As someone who’s living with prostate cancer, I applauded Louis Gossett Jr.’s testimony in Congress on the importance of prostate cancer research funding. If Congress was listening, maybe I’ll live long enough for something else to kill me. But according to the American Cancer Society statistics, I shouldn’t hold my breath.
Fifty times more money is spent on research for breast cancer than is spent on prostate cancer. Does that mean there are 50 times more women dying from breast cancer than men dying from prostate cancer? Hardly. Every year 40,000 women die of breast cancer and 34,000 men die of prostate cancer. And yearly, there are only 15,000 more new cases of breast cancer than prostate cancer. Since mortality rates and occurrence figures are similar, what could explain why a woman with breast cancer is thought to be 50 times more important than I am?
The answer may be related less to science than it is to male vanity.
Even today, prostate cancer is one of those diseases that for many is spoken of in hushed tones with the same acceptability as talking about gonorrhea and other “embarrassing” illnesses. Many men with prostate cancer are reluctant to self-disclose because they believe the term automatically implies incontinence, impotence, or both. Our silence, for whatever reason, makes it acceptable for oncologists to present treatment “options” as if all were on an equal playing field.
When comparing two procedures, an oncologist said to me, “six of one, half-dozen the other,” implying that the research data wasn’t definitive enough for him to decide which was the better procedure for my particular case. And therefore, I had to choose, even though my medical knowledge was derived from watching “ER” on television. I responded, “So the only way you and I will know if I made the right decision is if I live?” My smart-ass question was met with an embarrassed silence.
While well-known figures such as Louis Gossett Jr., Senator Christopher Dodd, Ambassador Colin Powell, Harry Belafonte, Senator Bob Dole, Louis Farrakhan, and Robert Goulet, have courageously discussed their prostate cancer, other less well-known men have not. Many of the two million are afraid that the general public (and especially women) will look at us and see only reduced sexuality and incontinence, whether or not it’s present and how mildly we might experience either.

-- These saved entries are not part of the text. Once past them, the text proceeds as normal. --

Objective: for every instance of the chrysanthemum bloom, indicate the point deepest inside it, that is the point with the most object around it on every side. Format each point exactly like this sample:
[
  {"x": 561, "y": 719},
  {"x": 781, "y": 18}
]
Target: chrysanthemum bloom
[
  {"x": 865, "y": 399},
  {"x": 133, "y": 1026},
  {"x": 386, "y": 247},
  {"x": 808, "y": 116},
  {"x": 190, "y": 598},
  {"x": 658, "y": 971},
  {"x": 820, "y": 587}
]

I believe our fears parallel those experienced by women 20, 30, or 40 years ago when they received a diagnosis of breast cancer. We need to take a lesson from them. As they stopped looking at themselves as the disease, they took an active stand against it. On the internet, I typed in “breast cancer fundraising March, 2010.” Just on the first 50 search pages, I found 70 events in 27 different states for March. When I substituted “prostate” for “breast,” I found a pitiful 10 events in 8 states.
Maybe women are better organizers than men. Maybe they are more likely to sponsor philanthropic events. Maybe they are more giving. Or maybe there is a reason that is more fundamental and related to our notions of what defines a “real man.”
Our fears about real and perceived sexuality have consequences far beyond our own lives. Our silence perpetuates an inexcusable lack of research funds that not only may effect the length of my life, but the lives of millions of men, their sons, and male progeny that follows them. Women have known for a long time that self-worth is not related to the presence or absence of breasts. I think men need to understand that our value as human beings has nothing to do with what happens below our belts.
Stan Goldberg is the author of Lessons for the Living: Stories of Forgiveness, Gratitude, and Courage and the End of Life.